Nous retrouvons effectivement la trace d'une nouvelle stratégie instaurée en 2013 par le Secrétariat général de la défense et de la sécurité nationale (SGDSN) - qui relève du Premier ministre - avec la publication d'une note intitulée : 'Doctrine de protection des travailleurs face aux maladies hautement pathogènes à transmission respiratoire'. Désormais, le stock national géré par l’Eprus concerne uniquement les masques de protection chirurgicaux à l’attention des personnes malades et de leurs contacts, tandis que la constitution de stocks de masques de protection des personnels de santé - notamment les masques FFP2 pour certains actes à risques - sont à la charge des employeurs, publics ou privés.

La note de 2013 du Secrétariat général de la défense et de la sécurité nationale change la doctrine concernant le stockage des masques
Deux ans après, en 2015, le Sénat publie un nouveau rapport sur le sujet : ‘L'Établissement de préparation et de réponse aux urgences sanitaires (Eprus) : comment investir dans la sécurité sanitaire de nos concitoyens ?’. Il est clairement précisé, à propos des masques, que la décision a été prise "de ne pas renouveler certains stocks arrivant à péremption, par exemple, en raison de la plus grande disponibilité de certains produits et de leur commercialisation en officine de ville ou du transfert de la responsabilité de constituer certains stocks vers d'autres acteurs (par exemple, les établissements de santé et les établissements médico-sociaux pour les masques de protection FFP2 de leur personnel). [...] Du point de vue des finances publiques, [cela] permettrait également de réaliser des économies considérables en termes de coût d'achat, de stockage."
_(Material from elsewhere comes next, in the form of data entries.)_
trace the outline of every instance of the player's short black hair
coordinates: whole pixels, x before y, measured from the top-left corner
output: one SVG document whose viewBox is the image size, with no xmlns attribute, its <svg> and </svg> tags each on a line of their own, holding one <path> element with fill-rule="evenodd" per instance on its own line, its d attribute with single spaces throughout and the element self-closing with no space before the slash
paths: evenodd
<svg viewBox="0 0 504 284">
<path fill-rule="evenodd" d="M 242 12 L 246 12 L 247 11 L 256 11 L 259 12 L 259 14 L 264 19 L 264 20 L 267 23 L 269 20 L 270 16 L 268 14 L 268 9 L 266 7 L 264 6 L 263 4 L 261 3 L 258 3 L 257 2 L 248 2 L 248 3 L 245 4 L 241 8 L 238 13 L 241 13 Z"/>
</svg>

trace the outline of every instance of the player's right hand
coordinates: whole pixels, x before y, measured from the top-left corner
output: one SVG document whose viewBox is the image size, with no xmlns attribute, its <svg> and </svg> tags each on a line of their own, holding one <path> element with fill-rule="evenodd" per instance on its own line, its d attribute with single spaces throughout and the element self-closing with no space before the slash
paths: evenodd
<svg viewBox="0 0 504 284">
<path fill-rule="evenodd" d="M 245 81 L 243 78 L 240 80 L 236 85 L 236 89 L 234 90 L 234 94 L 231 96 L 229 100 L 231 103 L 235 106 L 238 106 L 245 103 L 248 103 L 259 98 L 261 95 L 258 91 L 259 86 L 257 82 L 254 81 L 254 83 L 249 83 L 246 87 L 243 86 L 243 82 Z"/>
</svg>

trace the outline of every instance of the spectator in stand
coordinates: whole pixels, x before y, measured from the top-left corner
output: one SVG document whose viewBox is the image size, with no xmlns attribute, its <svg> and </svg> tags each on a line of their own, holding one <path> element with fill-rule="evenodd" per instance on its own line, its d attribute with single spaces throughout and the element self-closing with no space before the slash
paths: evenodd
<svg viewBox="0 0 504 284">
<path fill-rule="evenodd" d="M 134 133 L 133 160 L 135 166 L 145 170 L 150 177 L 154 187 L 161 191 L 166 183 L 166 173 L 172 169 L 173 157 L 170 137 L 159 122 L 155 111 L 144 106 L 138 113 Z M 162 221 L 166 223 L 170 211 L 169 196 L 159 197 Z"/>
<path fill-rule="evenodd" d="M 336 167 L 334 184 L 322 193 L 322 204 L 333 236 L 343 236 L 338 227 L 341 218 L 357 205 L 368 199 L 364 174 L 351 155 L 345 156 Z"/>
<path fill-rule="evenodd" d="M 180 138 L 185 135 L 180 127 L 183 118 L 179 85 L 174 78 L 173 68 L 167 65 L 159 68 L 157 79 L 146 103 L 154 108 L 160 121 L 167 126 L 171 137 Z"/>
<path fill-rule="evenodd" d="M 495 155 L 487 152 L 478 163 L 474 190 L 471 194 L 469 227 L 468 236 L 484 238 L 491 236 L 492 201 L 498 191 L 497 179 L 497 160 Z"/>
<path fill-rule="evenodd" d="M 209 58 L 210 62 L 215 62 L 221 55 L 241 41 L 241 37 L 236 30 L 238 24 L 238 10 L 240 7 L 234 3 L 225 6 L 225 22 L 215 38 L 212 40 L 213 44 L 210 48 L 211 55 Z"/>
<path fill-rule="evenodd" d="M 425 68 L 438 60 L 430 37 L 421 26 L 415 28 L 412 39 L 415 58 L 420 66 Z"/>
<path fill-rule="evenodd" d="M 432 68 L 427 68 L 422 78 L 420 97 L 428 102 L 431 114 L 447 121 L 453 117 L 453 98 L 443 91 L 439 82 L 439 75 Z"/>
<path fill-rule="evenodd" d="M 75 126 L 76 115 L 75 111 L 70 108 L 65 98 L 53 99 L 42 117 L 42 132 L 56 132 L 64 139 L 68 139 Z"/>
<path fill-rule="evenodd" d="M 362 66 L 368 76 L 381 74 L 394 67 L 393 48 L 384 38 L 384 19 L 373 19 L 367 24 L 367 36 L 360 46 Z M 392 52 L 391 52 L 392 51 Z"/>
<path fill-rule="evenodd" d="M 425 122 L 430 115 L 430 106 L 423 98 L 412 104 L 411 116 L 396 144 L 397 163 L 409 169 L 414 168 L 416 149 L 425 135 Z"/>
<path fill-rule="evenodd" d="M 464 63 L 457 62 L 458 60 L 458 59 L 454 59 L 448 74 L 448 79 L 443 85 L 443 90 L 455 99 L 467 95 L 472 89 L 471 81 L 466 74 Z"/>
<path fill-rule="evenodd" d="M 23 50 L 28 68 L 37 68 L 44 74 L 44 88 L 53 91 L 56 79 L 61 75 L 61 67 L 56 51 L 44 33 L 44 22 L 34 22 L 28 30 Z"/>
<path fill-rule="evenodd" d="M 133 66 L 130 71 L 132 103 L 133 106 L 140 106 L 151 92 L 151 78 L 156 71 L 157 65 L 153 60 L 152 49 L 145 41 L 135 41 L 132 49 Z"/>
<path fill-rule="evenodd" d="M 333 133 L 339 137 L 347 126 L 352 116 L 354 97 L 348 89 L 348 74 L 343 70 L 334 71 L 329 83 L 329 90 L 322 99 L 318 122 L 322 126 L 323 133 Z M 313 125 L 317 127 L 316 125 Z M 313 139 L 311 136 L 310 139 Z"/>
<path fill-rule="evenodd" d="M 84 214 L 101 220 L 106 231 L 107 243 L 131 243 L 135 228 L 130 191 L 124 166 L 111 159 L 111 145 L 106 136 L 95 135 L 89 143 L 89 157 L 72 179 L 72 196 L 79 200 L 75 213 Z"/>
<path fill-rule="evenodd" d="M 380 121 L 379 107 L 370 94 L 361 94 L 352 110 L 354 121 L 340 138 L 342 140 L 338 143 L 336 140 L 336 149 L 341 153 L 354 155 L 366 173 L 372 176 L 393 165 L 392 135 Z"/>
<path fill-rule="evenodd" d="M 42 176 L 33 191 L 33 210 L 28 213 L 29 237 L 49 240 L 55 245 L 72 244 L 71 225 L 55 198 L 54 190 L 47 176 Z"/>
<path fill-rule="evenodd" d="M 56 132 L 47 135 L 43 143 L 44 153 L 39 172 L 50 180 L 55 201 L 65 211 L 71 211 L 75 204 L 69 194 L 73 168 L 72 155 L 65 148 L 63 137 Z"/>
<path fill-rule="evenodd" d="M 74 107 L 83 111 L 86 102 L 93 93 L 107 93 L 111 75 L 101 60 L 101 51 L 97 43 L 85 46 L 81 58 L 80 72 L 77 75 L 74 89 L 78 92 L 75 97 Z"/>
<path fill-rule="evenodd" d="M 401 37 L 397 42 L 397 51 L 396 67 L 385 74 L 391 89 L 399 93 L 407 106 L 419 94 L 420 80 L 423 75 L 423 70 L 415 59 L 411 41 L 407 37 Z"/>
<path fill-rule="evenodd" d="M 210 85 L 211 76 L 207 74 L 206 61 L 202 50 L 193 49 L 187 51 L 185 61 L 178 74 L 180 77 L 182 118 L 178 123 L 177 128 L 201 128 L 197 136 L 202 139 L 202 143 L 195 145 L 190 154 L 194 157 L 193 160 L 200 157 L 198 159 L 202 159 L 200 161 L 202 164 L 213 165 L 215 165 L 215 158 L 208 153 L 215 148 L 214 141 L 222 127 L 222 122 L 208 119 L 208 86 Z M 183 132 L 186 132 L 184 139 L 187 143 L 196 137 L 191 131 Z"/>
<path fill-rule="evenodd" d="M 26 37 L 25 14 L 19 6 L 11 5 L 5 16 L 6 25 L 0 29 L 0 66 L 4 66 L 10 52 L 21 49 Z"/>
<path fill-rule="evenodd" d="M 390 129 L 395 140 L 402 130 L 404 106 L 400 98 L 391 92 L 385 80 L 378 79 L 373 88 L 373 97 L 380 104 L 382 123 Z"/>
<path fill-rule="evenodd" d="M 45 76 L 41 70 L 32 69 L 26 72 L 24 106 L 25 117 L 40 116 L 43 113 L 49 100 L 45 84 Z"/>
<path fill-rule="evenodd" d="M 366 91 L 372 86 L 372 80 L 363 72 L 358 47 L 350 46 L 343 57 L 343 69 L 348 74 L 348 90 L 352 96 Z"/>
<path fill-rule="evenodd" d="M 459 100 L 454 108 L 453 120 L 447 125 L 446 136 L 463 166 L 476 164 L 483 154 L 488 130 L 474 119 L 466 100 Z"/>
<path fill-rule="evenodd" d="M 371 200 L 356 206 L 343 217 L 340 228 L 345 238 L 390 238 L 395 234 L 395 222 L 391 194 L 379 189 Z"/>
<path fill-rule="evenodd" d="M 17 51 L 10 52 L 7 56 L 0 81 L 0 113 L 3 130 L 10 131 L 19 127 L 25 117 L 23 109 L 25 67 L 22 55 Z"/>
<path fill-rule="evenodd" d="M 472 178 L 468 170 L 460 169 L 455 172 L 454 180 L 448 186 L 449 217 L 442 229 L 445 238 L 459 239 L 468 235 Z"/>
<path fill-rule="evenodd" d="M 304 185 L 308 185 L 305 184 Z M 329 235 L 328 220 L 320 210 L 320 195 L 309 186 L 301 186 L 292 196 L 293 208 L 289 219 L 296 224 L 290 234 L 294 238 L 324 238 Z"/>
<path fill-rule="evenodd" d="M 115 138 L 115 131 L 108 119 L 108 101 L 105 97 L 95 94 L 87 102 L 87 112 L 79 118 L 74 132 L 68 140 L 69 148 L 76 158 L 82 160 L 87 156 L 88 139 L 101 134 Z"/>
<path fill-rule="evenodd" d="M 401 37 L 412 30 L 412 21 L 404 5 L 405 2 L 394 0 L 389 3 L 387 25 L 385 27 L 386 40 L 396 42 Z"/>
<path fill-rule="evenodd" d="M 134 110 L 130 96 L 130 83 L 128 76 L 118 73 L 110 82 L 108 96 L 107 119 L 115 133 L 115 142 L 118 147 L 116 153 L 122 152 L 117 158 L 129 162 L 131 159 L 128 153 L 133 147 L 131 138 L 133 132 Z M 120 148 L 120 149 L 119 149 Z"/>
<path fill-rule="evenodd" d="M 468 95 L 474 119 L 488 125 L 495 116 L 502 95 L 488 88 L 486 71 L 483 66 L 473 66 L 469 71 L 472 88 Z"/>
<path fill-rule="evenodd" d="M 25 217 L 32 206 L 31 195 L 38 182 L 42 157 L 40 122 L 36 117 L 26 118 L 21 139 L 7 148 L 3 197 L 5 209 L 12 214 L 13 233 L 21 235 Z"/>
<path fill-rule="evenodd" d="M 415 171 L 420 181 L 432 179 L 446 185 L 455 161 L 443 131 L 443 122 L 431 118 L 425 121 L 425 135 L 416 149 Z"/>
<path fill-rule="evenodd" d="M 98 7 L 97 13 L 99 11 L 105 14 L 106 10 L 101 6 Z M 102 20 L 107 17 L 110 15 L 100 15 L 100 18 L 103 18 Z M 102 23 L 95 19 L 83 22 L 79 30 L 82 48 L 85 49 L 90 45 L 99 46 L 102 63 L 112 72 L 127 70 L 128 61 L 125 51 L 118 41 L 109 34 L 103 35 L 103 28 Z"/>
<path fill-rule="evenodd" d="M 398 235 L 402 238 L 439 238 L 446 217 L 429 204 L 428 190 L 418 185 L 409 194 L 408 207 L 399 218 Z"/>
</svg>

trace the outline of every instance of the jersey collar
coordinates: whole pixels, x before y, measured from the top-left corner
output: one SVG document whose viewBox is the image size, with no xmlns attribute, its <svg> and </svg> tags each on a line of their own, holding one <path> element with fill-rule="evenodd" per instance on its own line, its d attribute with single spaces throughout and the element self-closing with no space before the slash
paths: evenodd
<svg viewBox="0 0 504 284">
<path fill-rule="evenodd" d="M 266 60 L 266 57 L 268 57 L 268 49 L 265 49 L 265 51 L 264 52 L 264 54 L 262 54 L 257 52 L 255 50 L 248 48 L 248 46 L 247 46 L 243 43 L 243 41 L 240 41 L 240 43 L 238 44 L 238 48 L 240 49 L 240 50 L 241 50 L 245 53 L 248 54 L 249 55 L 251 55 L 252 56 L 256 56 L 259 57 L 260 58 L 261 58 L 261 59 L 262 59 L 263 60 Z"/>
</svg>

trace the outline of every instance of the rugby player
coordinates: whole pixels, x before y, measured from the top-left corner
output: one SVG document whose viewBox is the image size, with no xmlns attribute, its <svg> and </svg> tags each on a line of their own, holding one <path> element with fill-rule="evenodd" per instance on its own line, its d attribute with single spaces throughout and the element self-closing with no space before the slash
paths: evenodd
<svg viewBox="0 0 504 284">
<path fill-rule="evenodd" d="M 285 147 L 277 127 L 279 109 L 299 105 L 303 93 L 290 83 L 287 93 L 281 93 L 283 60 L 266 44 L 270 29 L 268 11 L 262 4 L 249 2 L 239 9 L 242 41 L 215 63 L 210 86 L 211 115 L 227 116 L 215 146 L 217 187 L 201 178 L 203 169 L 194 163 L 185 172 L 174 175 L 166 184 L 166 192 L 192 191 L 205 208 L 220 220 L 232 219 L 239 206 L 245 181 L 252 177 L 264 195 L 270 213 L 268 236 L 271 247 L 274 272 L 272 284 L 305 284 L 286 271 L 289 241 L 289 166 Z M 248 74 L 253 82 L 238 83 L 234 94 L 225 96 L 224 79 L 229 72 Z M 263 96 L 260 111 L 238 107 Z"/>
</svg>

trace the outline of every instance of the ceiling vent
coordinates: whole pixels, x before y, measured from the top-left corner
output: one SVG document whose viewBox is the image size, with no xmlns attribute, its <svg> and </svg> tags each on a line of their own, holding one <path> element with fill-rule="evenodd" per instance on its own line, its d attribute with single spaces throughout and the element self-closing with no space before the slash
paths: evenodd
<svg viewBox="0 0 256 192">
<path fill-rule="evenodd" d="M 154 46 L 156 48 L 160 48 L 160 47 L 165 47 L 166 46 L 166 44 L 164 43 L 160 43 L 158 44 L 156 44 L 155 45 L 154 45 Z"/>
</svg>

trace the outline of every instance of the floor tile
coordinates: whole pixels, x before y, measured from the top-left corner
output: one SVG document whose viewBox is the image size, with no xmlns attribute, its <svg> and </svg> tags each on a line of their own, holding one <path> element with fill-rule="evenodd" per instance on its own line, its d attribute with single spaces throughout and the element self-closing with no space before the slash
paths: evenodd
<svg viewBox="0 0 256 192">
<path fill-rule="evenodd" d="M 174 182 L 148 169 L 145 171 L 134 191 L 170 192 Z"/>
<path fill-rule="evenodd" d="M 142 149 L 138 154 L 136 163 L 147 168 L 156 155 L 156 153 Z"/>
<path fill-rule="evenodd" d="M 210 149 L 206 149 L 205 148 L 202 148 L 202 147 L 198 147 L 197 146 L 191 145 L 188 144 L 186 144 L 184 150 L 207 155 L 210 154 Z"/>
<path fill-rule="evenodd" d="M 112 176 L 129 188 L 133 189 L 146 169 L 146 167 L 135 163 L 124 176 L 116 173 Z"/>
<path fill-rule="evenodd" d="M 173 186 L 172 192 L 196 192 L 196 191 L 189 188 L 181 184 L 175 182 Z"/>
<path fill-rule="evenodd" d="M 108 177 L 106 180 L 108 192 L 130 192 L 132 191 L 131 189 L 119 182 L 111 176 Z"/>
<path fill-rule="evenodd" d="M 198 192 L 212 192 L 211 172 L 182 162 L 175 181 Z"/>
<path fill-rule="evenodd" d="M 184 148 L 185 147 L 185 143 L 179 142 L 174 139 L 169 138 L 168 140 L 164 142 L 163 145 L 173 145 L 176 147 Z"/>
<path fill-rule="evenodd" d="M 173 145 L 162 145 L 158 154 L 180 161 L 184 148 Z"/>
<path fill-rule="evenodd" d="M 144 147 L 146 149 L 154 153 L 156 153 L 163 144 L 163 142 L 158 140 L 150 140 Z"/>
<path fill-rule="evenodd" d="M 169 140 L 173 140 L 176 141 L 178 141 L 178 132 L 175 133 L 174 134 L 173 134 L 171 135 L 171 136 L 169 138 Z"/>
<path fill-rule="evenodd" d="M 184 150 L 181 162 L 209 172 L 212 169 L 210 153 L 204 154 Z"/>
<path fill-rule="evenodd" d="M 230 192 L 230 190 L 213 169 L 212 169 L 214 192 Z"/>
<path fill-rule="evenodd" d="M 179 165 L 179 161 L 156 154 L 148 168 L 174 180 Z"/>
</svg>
Un rapport du Sénat de 2015 explique que la constitution des stocks de masques FFP2 relève désormais des employeurs, publics ou privés
Pour résumer : l'Etat n'assure donc plus le stock de masques FFP2, mais uniquement de masques chirurgicaux. Le stockage des FFP2 relève des employeurs.
Pourquoi une telle décision a-t-elle été prise ?
Mais cette stratégie demande une anticipation... Alors ministre des Solidarités et de la Santé, Agnès Buzyn a répété plusieurs fois que tout était prêt pour faire face à l'arrivée du Covid-19 et s'appuyait alors sur des avis des scientifiques. Il a fallu attendre le 3 mars dernier pour qu'un décret de réquisition des stocks et de la production des masques jusqu’au 31 mai 2020 soit promulgué par le Premier ministre.
Les sénateurs avaient-ils vu juste dès 2015 ? Une phrase du rapport précité souligne, en effet, que la stratégie "comporte certaines difficultés liées aux priorités propres des laboratoires pharmaceutiques et à l'évaluation de leur capacité de production dans des délais très courts, dans un contexte où les ruptures d'approvisionnement en matières premières sont de plus en plus fréquentes."